May is National Arthritis Awareness Month, and it’s a time to bring attention to the increasing prevalence of arthritis, promote physical activity among arthritis sufferers across the U.S. and the importance of advocacy and urgency for more arthritis-related research. Arthritis affects more than 50 million adults across the country, and that number is expected to grow over the next decade. Arthritis can affect the quality of life of individuals, limiting their movement and the activities they can participate in, from walking to lifting. The condition can cause permanent disability and is the primary cause of disability in the U.S.
What is Arthritis?
The Arthritis Foundation characterizes arthritis as an informal way of referring to joint pain or joint disease, but it’s not a single disease since there are over 100 types of arthritis and related medical conditions. While it can affect people of all different backgrounds, it affects more women than men and emerges more frequently the older people become. Rheumatoid arthritis and osteoarthritis are the most common types of arthritis. Osteoarthritis affects cartilage by causing it to break down, while rheumatoid arthritis is characterized as an autoimmune disorder that initially targets the lining of the joint capsule (synovial membrane), but can also damage the skin, eyes, heart, and lungs. Certain underlying diseases can cause certain types of arthritis.
Symptoms of Arthritis
Different types of arthritis have various symptoms, but common signs and symptoms of arthritis involving the joints may include, pain, swelling, stiffness, redness, deformity, decreased range of motion, lumps, and bumps around the bone and tenderness.

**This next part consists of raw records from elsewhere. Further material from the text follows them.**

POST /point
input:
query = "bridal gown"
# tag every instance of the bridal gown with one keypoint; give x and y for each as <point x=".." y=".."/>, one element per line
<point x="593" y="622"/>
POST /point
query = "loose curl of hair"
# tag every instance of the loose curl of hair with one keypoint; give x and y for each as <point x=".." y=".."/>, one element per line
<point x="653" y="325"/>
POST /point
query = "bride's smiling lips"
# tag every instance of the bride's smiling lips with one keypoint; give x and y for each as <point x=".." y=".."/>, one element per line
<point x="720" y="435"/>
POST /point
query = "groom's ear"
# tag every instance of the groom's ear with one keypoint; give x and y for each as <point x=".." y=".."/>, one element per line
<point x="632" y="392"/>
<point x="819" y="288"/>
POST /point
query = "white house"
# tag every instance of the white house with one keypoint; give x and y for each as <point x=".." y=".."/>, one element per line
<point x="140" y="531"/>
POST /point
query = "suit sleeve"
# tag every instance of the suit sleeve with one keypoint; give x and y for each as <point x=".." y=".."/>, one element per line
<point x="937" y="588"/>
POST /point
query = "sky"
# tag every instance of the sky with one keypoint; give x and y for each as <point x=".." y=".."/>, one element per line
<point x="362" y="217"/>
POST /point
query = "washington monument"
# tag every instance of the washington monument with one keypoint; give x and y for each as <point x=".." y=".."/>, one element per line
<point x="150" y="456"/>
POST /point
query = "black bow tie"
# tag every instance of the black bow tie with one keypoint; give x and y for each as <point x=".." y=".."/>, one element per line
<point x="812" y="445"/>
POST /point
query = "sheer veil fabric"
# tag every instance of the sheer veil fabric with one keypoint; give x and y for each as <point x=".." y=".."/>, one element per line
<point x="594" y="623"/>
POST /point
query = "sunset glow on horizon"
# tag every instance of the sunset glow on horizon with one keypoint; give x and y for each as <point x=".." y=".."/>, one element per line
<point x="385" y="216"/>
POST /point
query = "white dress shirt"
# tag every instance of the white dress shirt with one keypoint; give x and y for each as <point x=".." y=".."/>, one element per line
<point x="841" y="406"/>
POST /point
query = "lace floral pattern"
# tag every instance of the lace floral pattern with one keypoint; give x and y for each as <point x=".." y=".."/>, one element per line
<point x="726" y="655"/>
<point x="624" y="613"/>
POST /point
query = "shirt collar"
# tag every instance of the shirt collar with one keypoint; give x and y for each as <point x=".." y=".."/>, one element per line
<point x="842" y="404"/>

Risk Factors For Arthritis
Each type of arthritis has its own set of risk factors, but the most commonly recognized ones include:
● Family history/Genetics: A family history of gout, where parents or siblings have the disorder, may put you at a higher risk of developing some types of arthritis.
● Age: Old age is a primary risk factor of osteoarthritis, rheumatoid arthritis, and gout.
● Sex: It appears that women, more so than men, are likely to develop rheumatoid arthritis, osteoarthritis, and fibromyalgia, while gout affects more men.
● Previous Joint Damage: Suffering a joint injury in the past will make an individual more likely to develop arthritis later on in life.
The focus of arthritis treatment centers on relieving the symptoms of the condition and boosting joint function. It may require a process of trial and error, or a combination of different treatments to find the best treatment option for individuals needs.
Arthritis comes in different forms and can be debilitating if not appropriately diagnosed and treated. There is still a lot of mystery surrounding the condition, hence the need for further research. In the meantime, bringing awareness to the growing issue is essential for optimal health and well-being.